High-Level Disordered Metal-Organic Frameworks Synthesized by Interference-Oriented Attachment for Electrochemical Anion Sieve.

ABSTRACT

Disordered MOFs seamlessly amalgamate the robust stability and pore tunability inherent in crystalline MOFs with the advantages derived from abundant defects and active sites present in amorphous structures. This study pioneers the use of the interference-oriented attachment (IOA) mechanism to meticulously craft the morphology and crystal growth of MIL-101(Cr) (Cr-MOF), resulting in the successful synthesis of a high-level disordered Cr-MOF boasting an enhanced array of active sites and exceptional electrochemical properties. The correlation between disordered structures and the electrochemical properties of MOFs are elucidated using the lattice distortion index and fractal dimension.
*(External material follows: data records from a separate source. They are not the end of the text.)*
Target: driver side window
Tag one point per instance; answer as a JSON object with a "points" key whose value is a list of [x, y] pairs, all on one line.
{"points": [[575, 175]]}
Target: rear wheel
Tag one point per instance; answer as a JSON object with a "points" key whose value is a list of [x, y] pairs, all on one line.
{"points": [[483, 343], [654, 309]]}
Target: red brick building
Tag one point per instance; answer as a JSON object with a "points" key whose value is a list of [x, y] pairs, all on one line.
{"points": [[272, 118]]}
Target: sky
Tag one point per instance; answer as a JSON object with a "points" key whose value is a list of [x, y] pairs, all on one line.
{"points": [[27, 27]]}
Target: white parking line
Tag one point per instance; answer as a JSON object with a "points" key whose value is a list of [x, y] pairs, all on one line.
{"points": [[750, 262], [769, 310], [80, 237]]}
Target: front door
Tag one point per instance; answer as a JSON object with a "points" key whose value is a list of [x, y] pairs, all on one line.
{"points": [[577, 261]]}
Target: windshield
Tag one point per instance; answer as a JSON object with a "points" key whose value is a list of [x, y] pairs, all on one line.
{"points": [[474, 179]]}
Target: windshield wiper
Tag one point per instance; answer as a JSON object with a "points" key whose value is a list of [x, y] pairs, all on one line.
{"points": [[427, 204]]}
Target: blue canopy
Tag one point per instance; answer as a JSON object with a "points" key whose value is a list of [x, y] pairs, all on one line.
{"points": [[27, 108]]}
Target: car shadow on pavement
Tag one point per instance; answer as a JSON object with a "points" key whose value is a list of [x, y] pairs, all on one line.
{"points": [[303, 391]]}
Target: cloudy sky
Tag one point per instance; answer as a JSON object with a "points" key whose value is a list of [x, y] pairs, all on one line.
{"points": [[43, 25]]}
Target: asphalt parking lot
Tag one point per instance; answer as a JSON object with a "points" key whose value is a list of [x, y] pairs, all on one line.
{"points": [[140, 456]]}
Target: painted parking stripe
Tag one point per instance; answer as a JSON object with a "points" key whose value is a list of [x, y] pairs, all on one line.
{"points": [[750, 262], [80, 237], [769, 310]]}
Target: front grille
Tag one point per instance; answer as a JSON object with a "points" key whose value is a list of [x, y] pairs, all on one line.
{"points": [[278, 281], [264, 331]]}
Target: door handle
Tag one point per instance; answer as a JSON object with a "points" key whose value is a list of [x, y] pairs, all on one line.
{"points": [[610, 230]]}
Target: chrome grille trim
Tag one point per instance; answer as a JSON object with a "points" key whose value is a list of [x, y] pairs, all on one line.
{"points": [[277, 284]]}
The high-level disordered MOF electrode showcases a remarkable fluoride sieving effect, outperforming conventional fluoride removal materials with a remarkable fluoride adsorption capacity of 41.04 mgNaF gelectrodes -1. First-principles calculations, in conjunction with relevant experiments, provided further validation that the disordered structure significantly enhances the defluorination performance of the material. This study introduces a novel approach for the direct bottom-up synthesis of high-level disordered MOFs, showcasing their potential for applications in electrochemical water treatment.